Communities Organise Against Ocean Dumping

Jamie Kneen

National Program Co-Lead

A regional conference on submarine tailings disposal will be held in Manado, North Sulawesi in Indonesia between April 23-30, 2001. Submarine tailings disposal is the disposal of mine-mill waste or tailings into the sea through a submerged pipe, thus by-passing the international ban on ocean dumping which is limited to dumping from boats. Participants will come from Pacific countries where submarine tailings disposal is increasingly being practiced and promoted by the mining industry — Indonesia, the Philippines, Papua New Guinea, Fiji, and New Caledonia — as well as from countries where these mining companies are based — England, the U.S., Canada, and Australia. Participants will include members of non-governmental organisations, affected communities, academics, scientists, and government officials. North Sulawesi is the home of gold mining projects where submarine tailings disposal is being practiced (Newmont's Minahasa Raya) or proposed (Aurora Gold's Mireas Soputan Mining). Conference participants will visit these mine sites.

The Pacific region has become a focus for companies advocating submarine tailings disposal. The countries in this region, along the so-called "rim of fire," are rich in minerals. Deposits are commonly found on the many islands that characterize the region but these islands have little or no "disposable" land for massive waste storage.

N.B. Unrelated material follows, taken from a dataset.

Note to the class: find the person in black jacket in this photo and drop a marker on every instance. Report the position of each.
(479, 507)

As well, deposits are frequently found at the tops of mountains where waste storage is also a problem. Given the proximity of the sea to many deposits in this region, submarine tailings disposal offers companies a relatively convenient and cost-effective alternative to storage on land.

Participants to the conference will learn about legislation in the U.S. and Canada that effectively bans submarine tailings disposal in these countries. They will also learn about monitoring techniques and about potential health risks associated with submarine tailings disposal from an eco-systems and health perspective.